À l’aide de réseaux neuronaux artificiels et de l’EEG, une technique d’enregistrement des ondes cérébrales au moyen d’électrodes placées de façon non invasive sur le cuir chevelu, les chercheurs ont pu visualiser en temps réel ce que les sujets regardaient en vidéo. L’expérience des chercheurs s’est déroulée en deux étapes. Dans un premier temps, ils ont demandé aux sujets de regarder des fragments de vidéos YouTube provenant de cinq catégories vidéo arbitraires (visages humains, mécanismes de déplacement et sports mécaniques, etc.) pendant la collecte des données EEG.
Les données EEG recueillies ont montré que les modèles d’ondes cérébrales étaient distincts pour chaque catégorie de vidéos. Cela a permis à l’équipe d’analyser la réponse du cerveau aux vidéos en temps réel. Au cours de la seconde phase de l’expérience, les chercheurs ont développé deux réseaux de neurones. La première consistait à générer des images aléatoires spécifiques à une catégorie à partir du “bruit”. Le second était de générer un “bruit” similaire à partir de l’EEG. Ils ont ensuite été combinés pour que les signaux EEG soient transformés en images réelles.
Pour tester les capacités du système à visualiser l'activité cérébrale, les chercheurs ont montré aux sujets des vidéos inédites appartenant aux mêmes catégories. Pendant qu'ils regardaient, les données EEG ont été enregistrées et transmises aux réseaux de neurones. Selon les chercheurs, le système a passé le test avec succès, générant des images convaincantes qui ont pu être facilement catégorisées dans 90 % des cas.
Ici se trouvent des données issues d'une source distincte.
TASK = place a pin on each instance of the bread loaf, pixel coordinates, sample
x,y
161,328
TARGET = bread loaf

Selon Grigory Rashkov, chercheur débutant au MIPT et programmeur à Neurobotics, ils ne s’attendaient pas à un tel résultat.
« L'électroencéphalogramme représente une collection de signaux cérébraux enregistrés sur le cuir chevelu. Les chercheurs avaient l'habitude de penser qu’étudier les processus cérébraux via l'EEG, c'est comme découvrir la structure interne d'une machine à vapeur en analysant la fumée laissée par un train à vapeur », a-t-il déclaré. « Nous ne nous attendions pas à ce qu'il contienne suffisamment d'informations pour reconstruire, même partiellement, une image observée par une personne. Pourtant, cela s'est avéré tout à fait possible », a-t-il poursuivi.
Enfin, il estime que l’on peut se servir de leurs travaux comme base dans la mise en place d’une interface cerveau-ordinateur fonctionnant en temps réel. « C'est assez rassurant », dit-il. Grigory Rashkov trouve que leur BCI est moins invasive par rapport à d’autres interfaces conçues par d’autres entreprises, comme celles envisagées par Neuralink d’Elon Musk. Selon lui, les interfaces neurales invasives envisagées par Elon Musk font face aux défis de la chirurgie complexe et de la détérioration rapide due aux processus naturels, elles s'oxydent et échouent en quelques mois.
« Avec la technologie actuelle, les interfaces neuronales invasives imaginées par Elon Musk sont confrontées aux défis de la chirurgie complexe et de la détérioration rapide due aux processus naturels : ils s'oxydent et échouent au bout de plusieurs mois. Nous espérons pouvoir éventuellement concevoir des interfaces neuronales plus abordables ne nécessitant pas d’implantation », a conclu le chercheur.